Interview mit Jungle World (22 Januar 2009)

http://jungle-world.com/artikel/2009/04/32483.html

Geert Lovink: “Die derzeitige Software verstärkt das Expertentum”

Die Gesellschaft sei in die »Epoche s digitalen Nihilismus« eingetreten, behauptet der Medientheoretiker Geert Lovink. Er ist Mitgründer des Community-Netzwerks »Digital City«, Mitglied der Stiftung zur Förderung illegalen Wissens und lehrt im Bereich Neue Medien an der Hogeschool in Amsterdam. Bekannt ist er auch als Autor zahlreicher Bücher zur Internetkultur, zuletzt erschien von ihm die Studie »Zero Comments«.

Interview: Doris Akrap

Teilen Sie die Klage einiger Musikkritiker, dass durch die massenhafte Verbreitung von Musik im Internet die Kritik der Musik- und der Popkultur ins Abseits geraten sei?

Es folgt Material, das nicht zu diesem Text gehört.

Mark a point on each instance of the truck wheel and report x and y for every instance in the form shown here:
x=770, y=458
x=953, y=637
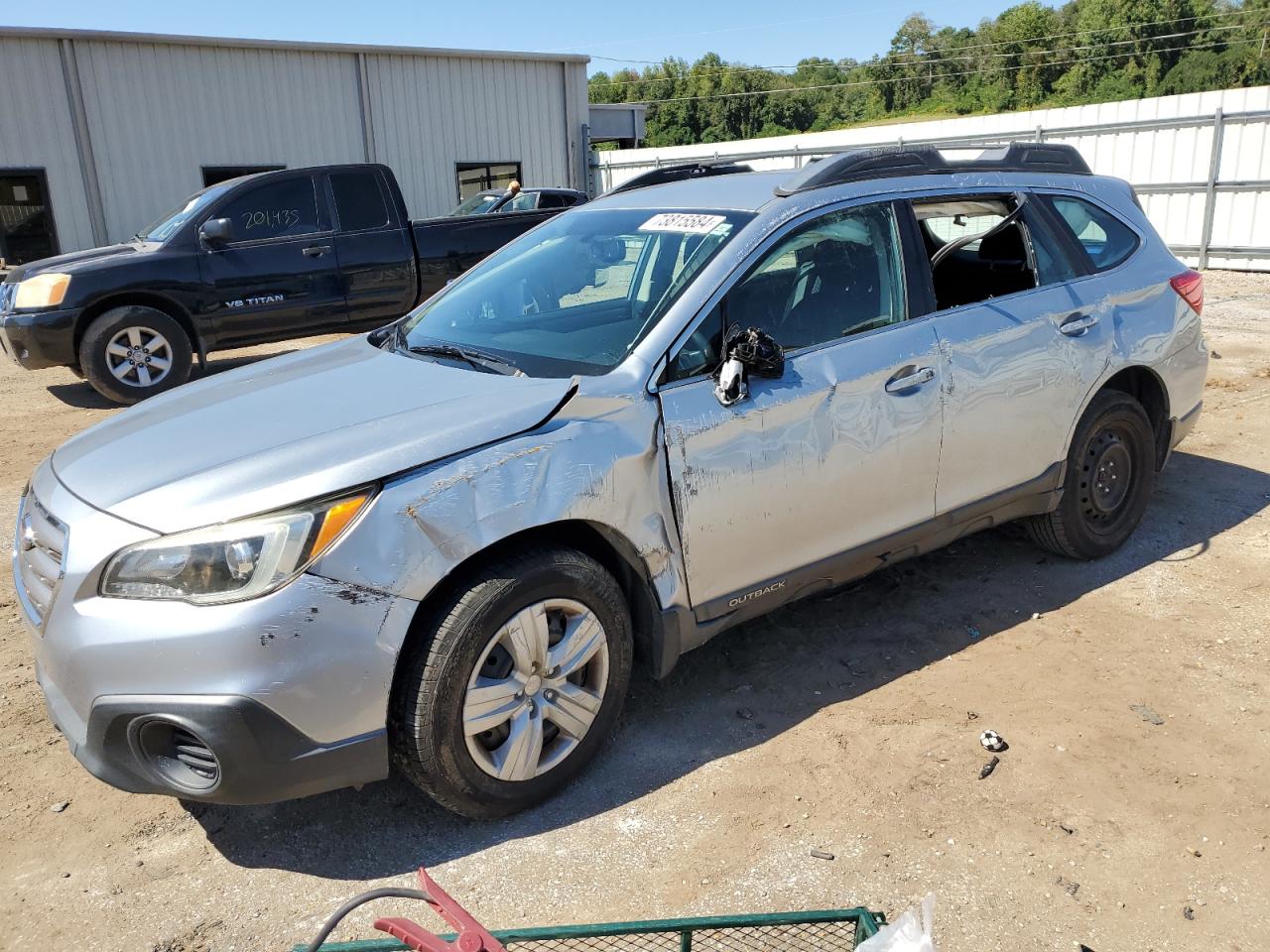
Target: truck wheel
x=134, y=352
x=1110, y=476
x=518, y=687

Richtig ist, dass es für professionelle Musikkritiker und unabhängige Künstler viel schwieriger geworden ist, mit ihren Produkten im Internet zu überleben. Das hat schlicht und einfach damit zu tun, dass es immer noch keine wirtschaftlichen Modelle gibt, die nachhaltig sind. Viele Kulturprodukte, für die früher bezahlt wurde, werden heute unentgeltlich produzert. Ob damit allerdings auch die Bedeutung von Kultur oder Kulturkritik verschwindet, ist eine andere Sache. Das Internet hat einerseits eine Vermehrung der Stimmen gebracht, gleichzeitig aber findet eine Reproduktion des Gängigen statt, und die ist in die Software der sozialen Netze eingeschrieben. Man kann verlinken und wiederholen, aber nicht widersprechen.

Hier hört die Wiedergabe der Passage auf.